I think that the local minister or priest, to whom a couple go for the wedding ceremony, would be the ideal person with whom to discuss marriage problems and from whom to seek advice, guidance and assistance. The local minister of religion performs many duties and we all know how over-worked these men are in the various parishes. Consequently, they could not devote the major part of their time to marriage guidance.

Let us think of the minister in a country parish. He performs all kinds of duties, including christenings, marriages and funeral ceremonies. He is interested in local social service organizations and younger set activities plus other Church works too numerous to mention. Under the proposed amendment it would seem that that clergymen would not be qualified to play his part in marriage guidance. That is to be deplored.
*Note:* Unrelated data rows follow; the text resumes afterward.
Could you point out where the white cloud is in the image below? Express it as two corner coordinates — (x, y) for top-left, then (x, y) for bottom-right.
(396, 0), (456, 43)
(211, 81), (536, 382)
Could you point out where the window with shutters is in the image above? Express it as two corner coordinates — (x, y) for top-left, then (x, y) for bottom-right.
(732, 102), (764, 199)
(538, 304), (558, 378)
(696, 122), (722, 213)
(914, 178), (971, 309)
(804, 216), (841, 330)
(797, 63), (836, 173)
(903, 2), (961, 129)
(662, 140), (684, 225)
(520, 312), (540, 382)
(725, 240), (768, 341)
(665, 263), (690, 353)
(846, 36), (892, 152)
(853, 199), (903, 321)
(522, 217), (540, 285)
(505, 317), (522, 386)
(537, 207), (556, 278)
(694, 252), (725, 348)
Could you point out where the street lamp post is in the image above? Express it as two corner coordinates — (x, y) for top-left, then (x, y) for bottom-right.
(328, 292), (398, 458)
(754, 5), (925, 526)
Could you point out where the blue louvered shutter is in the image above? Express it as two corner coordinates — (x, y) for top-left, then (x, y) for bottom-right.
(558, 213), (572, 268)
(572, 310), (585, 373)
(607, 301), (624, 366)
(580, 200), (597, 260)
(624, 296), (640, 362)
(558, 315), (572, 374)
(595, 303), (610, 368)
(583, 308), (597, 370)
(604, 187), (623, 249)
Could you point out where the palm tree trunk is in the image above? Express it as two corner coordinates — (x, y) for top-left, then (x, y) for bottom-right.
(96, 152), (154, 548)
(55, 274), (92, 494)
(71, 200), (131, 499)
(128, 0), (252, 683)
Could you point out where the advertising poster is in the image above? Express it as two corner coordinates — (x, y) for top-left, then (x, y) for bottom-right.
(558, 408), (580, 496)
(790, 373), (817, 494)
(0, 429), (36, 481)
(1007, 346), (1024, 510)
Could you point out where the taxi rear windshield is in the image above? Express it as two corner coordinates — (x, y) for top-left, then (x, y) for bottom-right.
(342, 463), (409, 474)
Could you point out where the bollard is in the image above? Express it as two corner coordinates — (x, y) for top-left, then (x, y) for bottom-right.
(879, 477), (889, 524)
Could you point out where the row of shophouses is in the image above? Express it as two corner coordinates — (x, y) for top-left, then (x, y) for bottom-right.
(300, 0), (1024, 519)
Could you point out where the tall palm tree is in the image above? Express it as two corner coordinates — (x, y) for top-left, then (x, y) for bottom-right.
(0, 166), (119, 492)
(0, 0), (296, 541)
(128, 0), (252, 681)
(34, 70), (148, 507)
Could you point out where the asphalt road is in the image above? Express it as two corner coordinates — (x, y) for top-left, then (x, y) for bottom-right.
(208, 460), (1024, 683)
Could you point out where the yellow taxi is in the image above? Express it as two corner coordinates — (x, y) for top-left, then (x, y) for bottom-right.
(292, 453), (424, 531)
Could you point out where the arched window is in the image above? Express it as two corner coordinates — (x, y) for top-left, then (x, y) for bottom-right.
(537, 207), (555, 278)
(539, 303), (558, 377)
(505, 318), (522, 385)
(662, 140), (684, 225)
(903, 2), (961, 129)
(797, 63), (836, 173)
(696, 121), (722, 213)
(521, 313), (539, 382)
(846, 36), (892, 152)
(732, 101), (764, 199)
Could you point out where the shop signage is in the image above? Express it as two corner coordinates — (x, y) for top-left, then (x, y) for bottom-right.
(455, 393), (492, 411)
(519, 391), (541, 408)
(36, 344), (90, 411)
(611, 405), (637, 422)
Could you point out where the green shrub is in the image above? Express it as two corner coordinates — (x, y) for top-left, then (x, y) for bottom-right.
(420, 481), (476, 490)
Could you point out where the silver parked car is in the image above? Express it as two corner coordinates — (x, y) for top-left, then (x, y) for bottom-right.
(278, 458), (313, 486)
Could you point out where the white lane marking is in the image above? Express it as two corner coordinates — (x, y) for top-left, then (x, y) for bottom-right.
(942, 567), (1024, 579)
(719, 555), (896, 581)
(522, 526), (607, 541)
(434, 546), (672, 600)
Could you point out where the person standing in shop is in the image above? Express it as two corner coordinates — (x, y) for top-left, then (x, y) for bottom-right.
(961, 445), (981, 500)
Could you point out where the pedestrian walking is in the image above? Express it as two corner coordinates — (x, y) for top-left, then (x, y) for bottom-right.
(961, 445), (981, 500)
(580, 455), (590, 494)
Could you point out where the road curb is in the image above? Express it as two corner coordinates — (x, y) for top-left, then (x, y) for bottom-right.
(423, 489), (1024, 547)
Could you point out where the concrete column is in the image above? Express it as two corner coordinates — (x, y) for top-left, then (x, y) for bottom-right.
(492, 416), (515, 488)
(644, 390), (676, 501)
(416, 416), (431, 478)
Again I direct attention to the great problems that will exist in country centres. The honorable member for Fremantle (Mr. Beazley) pointed to the high illegitimacy rate in the Northern Territory and the low illegitimacy rate in the Australian Capital Territory. The situation in the Northern Territory is brought about by reason of its vast, sparsely populated areas and lack of normal amenities that would be available in more populous areas.

I suggest to the Attorney-General that greater consideration should be given to this matter. I am not happy with his proposed amendment. I think that the clause as originally drafted is superior to the proposed amendment. I agree with what the honorable member for Parkes (Mr. Haylen) said about the need for marriage guidance. There are certain basic reasons why marriages break up and it would be extremely difficult for marriage guidance councils to deal with these problems. The Attorney-General has circulated a graph of the divorce rate indicating how the rate rose rather rapidly from 1938 to 1947. That was the period of the Second World War when the world was convulsed. In this country men were in the services and women were seeking employment to aid the national effort. In that disturbing state of affairs home life was disrupted and in 1947 almost every State had a record divorce rate. That indicates quite clearly that material factors do play a most important part in marriage and if marriage guidance is to have any real impact, then side by side with marriage guidance the Government must stir itself to provide housing, and the amenities and services necessary to meet the needs of the people.

Amendment agreed to.

Clause, as amended, agreed to.

Clauses 11 to 13 - by leave - taken together, and agreed to.

Clauses 14 to 17 - by leave - taken together.